Years ago I initially met ORMs with glee at the time they would save. However, after a while I found I hated them. They create at least as many problems as they solve when you try to go beyond the simple stuff. And nowadays the main reason I ever had to use one -- loading and saving entities with multiple levels of child objects -- is solved in most cases by storing things as JSON. Which gives a much simpler load and save story than ORMs could possibly accomplish.

I will use a simple mapper like Dapper which literally just translates rows to objects. It operates similar to the way that reflection-based JSON serializers work. So there is no db configuration to keep up to date like with most ORMs. I've previously written about how I do queries in this post.

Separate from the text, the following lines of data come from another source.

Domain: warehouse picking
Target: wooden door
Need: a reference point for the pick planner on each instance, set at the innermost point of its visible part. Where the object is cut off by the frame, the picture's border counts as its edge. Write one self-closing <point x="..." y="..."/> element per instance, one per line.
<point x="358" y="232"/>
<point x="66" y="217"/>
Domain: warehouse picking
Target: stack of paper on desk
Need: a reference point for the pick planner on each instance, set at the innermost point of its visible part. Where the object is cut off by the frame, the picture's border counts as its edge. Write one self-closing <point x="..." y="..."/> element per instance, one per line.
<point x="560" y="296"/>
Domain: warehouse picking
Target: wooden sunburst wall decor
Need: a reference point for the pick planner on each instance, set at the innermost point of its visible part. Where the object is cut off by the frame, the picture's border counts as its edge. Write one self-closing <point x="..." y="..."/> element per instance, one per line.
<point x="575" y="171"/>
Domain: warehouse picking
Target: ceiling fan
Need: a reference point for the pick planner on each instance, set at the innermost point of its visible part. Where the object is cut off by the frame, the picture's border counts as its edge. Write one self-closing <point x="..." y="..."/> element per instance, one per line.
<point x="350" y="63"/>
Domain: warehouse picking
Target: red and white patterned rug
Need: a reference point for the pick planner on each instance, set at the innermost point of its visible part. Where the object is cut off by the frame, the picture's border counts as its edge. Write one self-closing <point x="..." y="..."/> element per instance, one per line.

The key (for us) to keeping SQL access simple is that every business decision generates an event (a simple read-only data object), which later gets translated into SQL statements. As we move our legacy systems to this style, the resulting SQL data is still the source of truth, and the events serve as a log.

Aside: Generating an event instead of directly saving an object also makes business logic very easy to test. Since there is no database access to mock. In general we move all IO-based dependencies out of the business logic. aka Dependency Rejection.

In our later systems, the events themselves are saved and become the source of truth -- aka Event Sourcing. Although we may consult the relational models to check for things like uniqueness or relational constraints. So basically, the SQL data is just used for queries and we can rebuild them at any time from events. In fact, changing the SQL models are quite easy. We literally drop the affected tables and create the new versions and replay all the events to repopulate them.

I don't profess to have as much experience with the Repository pattern, but I have tried it here and there and found that I didn't care for it. Although it seems like the least objectionable alternative when storing domain objects into a relational model.